CREA only counts transaction prices of resale homes sold through a broker. The data requires a lot of interpretation.
Each resale home is unique and the motivations of sellers in a complex market are difficult to decipher.
For instance, a decline in sales may indicate sellers are keeping properties off the market in hope of prices returning to their highs. In a falling market, it could be a logjam waiting to break.
Since houses that are listed but withdrawn don't show up in the statistics, rising prices may be skewed toward houses sold in areas that are most in demand.
Those looking for an accurate measure of house prices might want to turn to the presale market. And in cases reported last month by the CBC's Trevor Dunn and in the Toronto Star last weekend, the evidence is troubling.
Housing futures market
There are two advantages of presales as an indicator of the housing market.
Looking at prices of nearly identical homes in the same area allows you to compare.
And since the houses have not even been built yet — the construction site looks like a muddy field — they act as a futures market, showing what people are willing to pay now for a house that won't be finished for at least a year.
The people the CBC's Trevor Dunn spoke with east of Toronto said houses like theirs are selling for $90,000 less than what they paid a year ago.
The Star story, which ran on the front page Saturday under the headline "Buyers stunned as new homes lose value," quoted a woman who the paper says paid $955,000 for a home now selling for $859,000, a difference of $96,000 in 12 months.
"Recently, prices in the GTA have drifted downwards," Mattamy Homes Canada president Brad Carr told Dunn. "Obviously we need to respond to be able to sell at prices purchasers are willing to pay."
Just as in the bond market, higher borrowing costs — with the prospect of further interest rate increases ahead — is bound to help take the heat out of the market.
Following a recent column of mine suggesting many people weren't prepared for the changes that a bout of inflation would bring, one reader tweeted that his first mortgage had been 15 per cent.
"Well you can't put a 15% annual interest rate on a 20 year 300k mortgage in today's world," another Twitter user responded. "No one would be able to afford a house."
And that's just the point. No one is expecting 15 per cent interest rates any time soon. But every interest rate increase from current lows makes houses less affordable, forcing sellers like Mattamy to cut prices if they want buyers.

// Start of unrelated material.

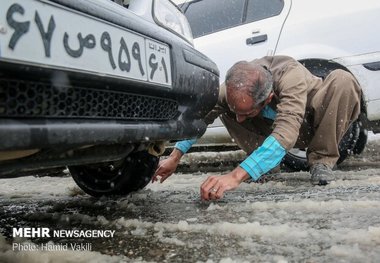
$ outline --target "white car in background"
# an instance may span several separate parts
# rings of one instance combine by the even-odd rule
[[[360,153],[367,130],[380,132],[380,37],[378,0],[195,0],[176,1],[189,20],[195,47],[219,67],[220,80],[239,60],[288,55],[313,74],[334,69],[351,72],[363,89],[362,114],[340,145],[343,161]],[[216,143],[215,143],[216,141]],[[203,142],[231,143],[220,122]],[[293,169],[308,169],[305,149],[284,158]]]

An odd quirk is that as house prices went up there was little impact on the official inflation figures because the total value of a house doesn't feed into the inflation rate. It is monthly carrying costs that count.
Now, as interest rates rise, higher monthly payments will pile on to inflation, contributing in turn to even higher interest rates.
As she left her job last week, outgoing U.S. Federal Reserve chair Janet Yellen worried that prices for stocks and commercial property were "near the high of their historical ranges."
Despite a gradual rise in interest rates that remain at historical lows, other economic signals in Canada such as low unemployment, rising wages and lots of immigration are good for the housing market. Falling home prices are also good for people looking to buy for the first time.
As with falling stock prices, some people see the advantages of buying while prices are down.
Buying a house at a savings of $100,000 is a great deal so long as you don't think prices will fall another $100,000 the following year.
Psychology plays an enormous part in homebuying decisions. Continued stock market instability could be a drag on housing. But Yellen says the U.S. economy, crucial to Canada's sense of well-being, is strong enough to survive.
"If stock prices or asset prices more generally were to fall, what would that mean for the economy as a whole?" Yellen asked rhetorically in an interview Friday. "And I think our overall judgment is that, if there were to be a decline in asset valuations, it would not damage unduly the core of our financial system."
In the case of Canadian homes, the important economic story is that while builders like Mattamy have been enjoying a windfall as prices shot up, it is clear they intend to continue supplying the market, making a profit even as prices retreat.